Cette vulnérabilité permet potentiellement des attaques par canal latéral sur les données, y compris les clés cryptographiques. La plupart des algorithmes de cryptographie exigent que différentes instructions soient constantes dans le temps pour empêcher les attaques par canal latéral.
Processeurs concernés
————–Cette vulnérabilité affecte les processeurs de la famille Intel Core basés sur Ice Lake et les microarchitectures ultérieures, et les processeurs de la famille Intel Atom basés sur Gracemont et les microarchitectures ultérieures.
Assouplissement
———-L’atténuation de cette vulnérabilité implique la définition d’un bit de registre spécifique au modèle (MSR) pour activer le mode de synchronisation indépendant des opérandes de données (DOITM).
Par défaut, le noyau le fait sur tous les processeurs. Cette atténuation est globale, elle s’applique donc au noyau et à l’espace utilisateur.
Cette atténuation peut être désactivée en ajoutant “doitm=off“ à la ligne de commande du noyau. C’est également l’une des atténuations qui peuvent être désactivées avec “mitigations=off“.
Le guide publié par Intel sur la synchronisation indépendante des opérandes de données expose les risques de performances clairs de ce mode de fonctionnement :
DOIT nécessite la désactivation des optimisations matérielles et/ou des fonctionnalités de performances sur certains processeurs ; par exemple, l’activation de la synchronisation indépendante des opérandes de données peut désactiver la prélecture dépendante des données. Cela signifie que le mode DOIT peut avoir un impact sur les performances, et Intel s’attend à ce que l’impact sur les performances de ce mode soit plus important dans les futurs processeurs.
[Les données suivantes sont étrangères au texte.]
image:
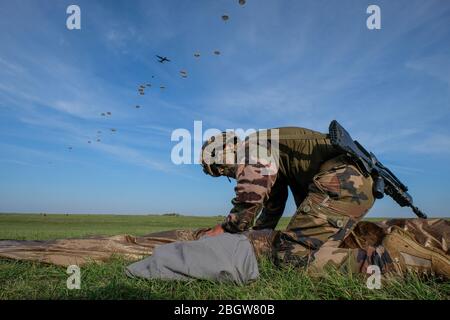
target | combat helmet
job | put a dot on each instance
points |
(219, 154)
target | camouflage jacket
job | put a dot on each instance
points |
(297, 154)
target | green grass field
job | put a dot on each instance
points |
(25, 280)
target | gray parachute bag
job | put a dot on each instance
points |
(227, 257)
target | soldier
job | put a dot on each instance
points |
(330, 192)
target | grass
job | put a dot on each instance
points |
(26, 280)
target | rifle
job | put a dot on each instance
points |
(385, 182)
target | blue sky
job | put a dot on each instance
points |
(282, 63)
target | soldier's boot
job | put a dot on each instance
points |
(409, 256)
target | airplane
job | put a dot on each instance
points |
(162, 59)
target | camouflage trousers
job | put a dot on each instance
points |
(339, 196)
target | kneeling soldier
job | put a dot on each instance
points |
(330, 191)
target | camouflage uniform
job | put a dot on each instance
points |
(331, 195)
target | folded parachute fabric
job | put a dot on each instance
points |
(227, 257)
(65, 252)
(431, 233)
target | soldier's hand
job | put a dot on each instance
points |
(215, 231)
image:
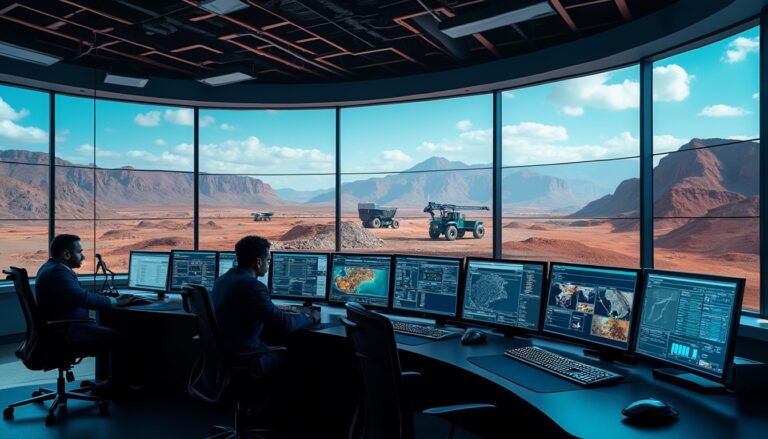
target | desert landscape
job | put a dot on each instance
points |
(705, 199)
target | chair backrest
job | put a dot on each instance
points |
(211, 374)
(386, 415)
(31, 315)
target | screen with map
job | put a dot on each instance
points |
(505, 293)
(689, 320)
(360, 278)
(590, 303)
(299, 275)
(426, 285)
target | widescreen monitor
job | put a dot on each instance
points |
(364, 279)
(689, 320)
(148, 270)
(299, 275)
(426, 285)
(503, 293)
(194, 267)
(228, 260)
(591, 304)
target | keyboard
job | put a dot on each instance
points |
(563, 367)
(420, 330)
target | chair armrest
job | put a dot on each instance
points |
(455, 412)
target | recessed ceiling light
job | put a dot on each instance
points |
(28, 55)
(222, 7)
(128, 81)
(218, 79)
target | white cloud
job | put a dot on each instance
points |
(148, 119)
(722, 110)
(12, 131)
(464, 125)
(739, 48)
(594, 91)
(671, 83)
(8, 113)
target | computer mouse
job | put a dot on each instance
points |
(473, 336)
(650, 409)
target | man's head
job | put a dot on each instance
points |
(253, 254)
(68, 249)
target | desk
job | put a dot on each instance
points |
(583, 412)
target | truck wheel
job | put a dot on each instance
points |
(451, 233)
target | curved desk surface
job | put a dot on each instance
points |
(594, 412)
Les conseils d’Intel consistent généralement à utiliser ce mode DOIT avec parcimonie et pour une utilisation logicielle qui a déjà appliqué d’autres techniques recommandées par Intel pour réduire les canaux latéraux de synchronisation logicielle. Le noyau Linux avec sa base de code massive développée au fil des ans n’est pas nécessairement conforme à toutes les techniques logicielles recommandées par Intel. Il est un peu inquiétant que ce mode DOIT soit “supérieur” pour les futurs processeurs.
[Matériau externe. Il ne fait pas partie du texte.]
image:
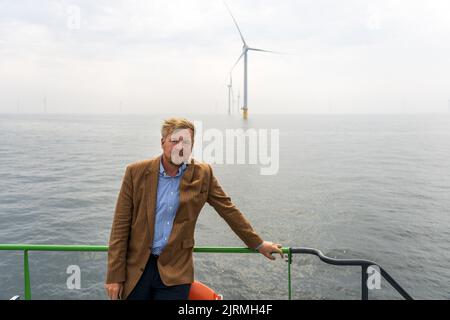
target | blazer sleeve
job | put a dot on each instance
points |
(221, 202)
(118, 241)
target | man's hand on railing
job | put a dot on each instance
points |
(267, 248)
(114, 290)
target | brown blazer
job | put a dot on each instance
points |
(132, 230)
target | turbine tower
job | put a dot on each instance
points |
(230, 94)
(245, 49)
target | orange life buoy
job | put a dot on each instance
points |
(199, 291)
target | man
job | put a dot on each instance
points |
(152, 235)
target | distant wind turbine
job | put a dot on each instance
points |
(245, 49)
(230, 94)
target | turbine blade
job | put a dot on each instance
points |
(235, 22)
(261, 50)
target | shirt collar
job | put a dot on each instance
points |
(162, 171)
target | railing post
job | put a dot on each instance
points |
(26, 276)
(364, 288)
(289, 274)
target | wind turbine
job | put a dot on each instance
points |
(245, 49)
(230, 94)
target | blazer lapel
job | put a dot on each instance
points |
(150, 187)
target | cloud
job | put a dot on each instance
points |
(160, 53)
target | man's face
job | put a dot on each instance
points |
(177, 146)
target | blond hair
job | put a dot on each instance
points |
(172, 124)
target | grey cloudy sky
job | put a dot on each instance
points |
(174, 55)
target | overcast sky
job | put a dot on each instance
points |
(156, 56)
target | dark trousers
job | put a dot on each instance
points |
(151, 287)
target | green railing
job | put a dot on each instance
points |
(288, 252)
(92, 248)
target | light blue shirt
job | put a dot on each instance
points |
(167, 201)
Notamment sur ce correctif de liste de diffusion du noyau Linux, il n’y a pas de chiffres de performance ni d’indications sur la gravité de la pénalité de performance, apparemment en raison d’un manque de matériel et de la recherche de tests de la part de la communauté du noyau.
Suite à ce patch d’Eric Biggers, une discussion a eu lieu dans le noyau pour savoir s’il était nécessaire de protéger l’intégralité du noyau, s’il était possible de protéger uniquement les opérations de cryptographie dans le noyau, et si vous n’optiez pas pour cette couverture, comment l’utilisateur- l’espace est également correctement protégé. Il n’y a pas de consensus à ce stade, mais en raison du manque de chiffres solides… J’ai lancé quelques premiers tests sur les systèmes Intel de la génération actuelle.